In reading your question, one possible set up that comes to mind is that you can treat tank as a random grouping factor. Then, for each tank, you have multiple values of your response variable - total swim time - coming from the multiple fish in that tank:
Level 2: Tank 1 $......$ Tank 2 $.....$ Tank 3 $...$ Tank 4
Level 1: πππ $...$ ππππ $...$ πππ $...$ ππ
In the above diagram, your response obsevation level is Level 1 and your random grouping factor level is Level 2.
Given the above, temperature is a Level 2 predictor variable (i.e., a tank-level predictor variable). Indeed, its values change from tank to tank, but not from fish-to-fish within the same tank.

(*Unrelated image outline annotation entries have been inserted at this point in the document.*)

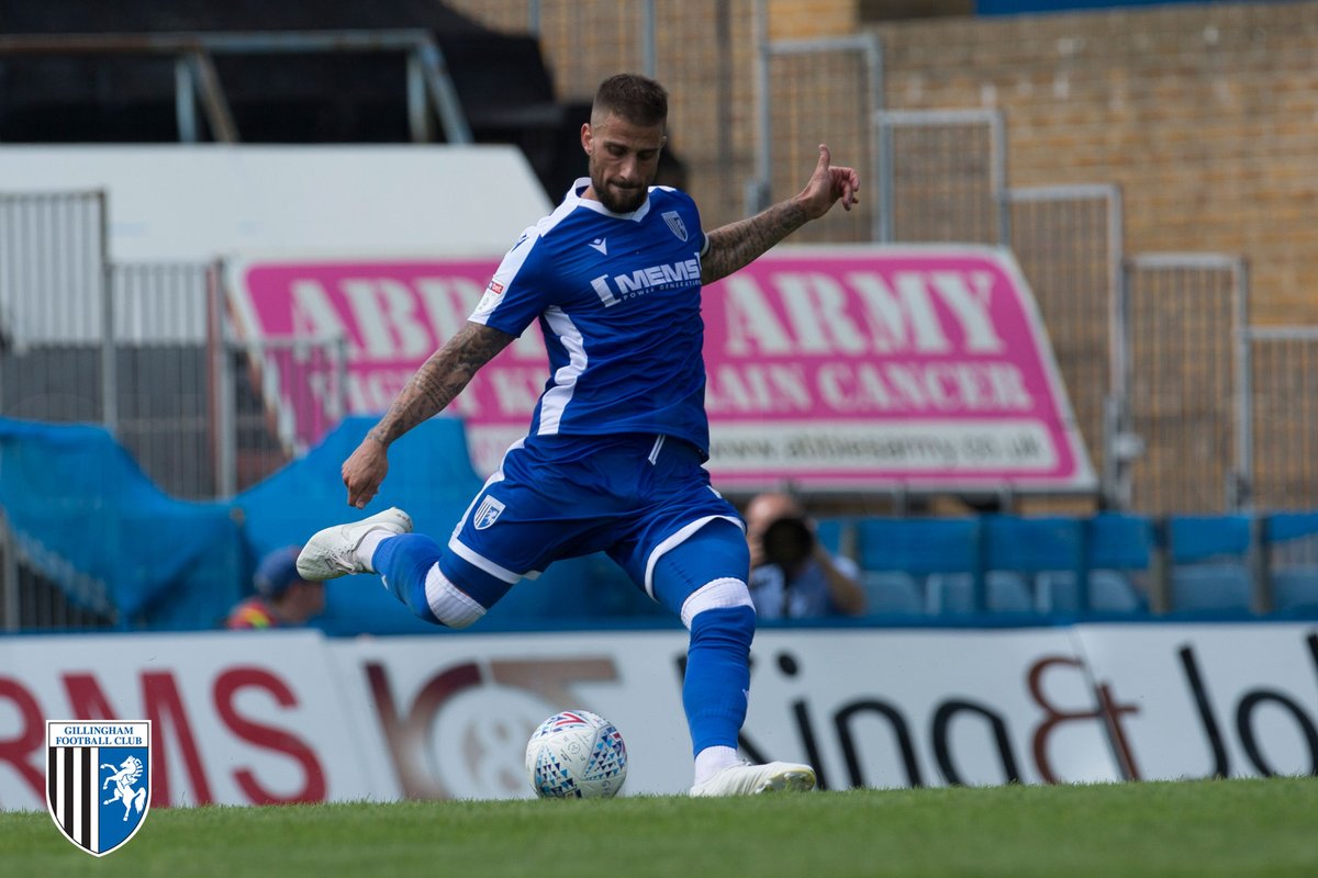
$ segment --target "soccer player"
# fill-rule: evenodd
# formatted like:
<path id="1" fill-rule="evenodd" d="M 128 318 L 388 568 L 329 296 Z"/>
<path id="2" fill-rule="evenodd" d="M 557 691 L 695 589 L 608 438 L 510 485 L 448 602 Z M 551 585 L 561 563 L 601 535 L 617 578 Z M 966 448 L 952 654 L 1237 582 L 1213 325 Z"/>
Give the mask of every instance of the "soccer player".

It is not clear from the information you provided if you included fish from all 4 crosses in any particular tank. If you did, then cross can be considered a Level-1 predictor (i.e., a fish-level predictor). If the 4 crosses are all the crosses you care about in your study, it makes sense to consider cross as a predictor in the fixed effects portion of your model.
Of course, if cross has more than the 4 levels you were able to include in your study, you would be able to consider cross as a random grouping factor. But if these 4 levels are all you care about, then see the previous paragraph.
The tricky thing here is that you are interested in the effect of a Level 2 predictor: temperature. Assuming your model only includes a single grouping factor, I wonder if your best bet would be to actually consider a GEE-type model rather than a mixed effects model to conduct inference on this Level 2 predictor.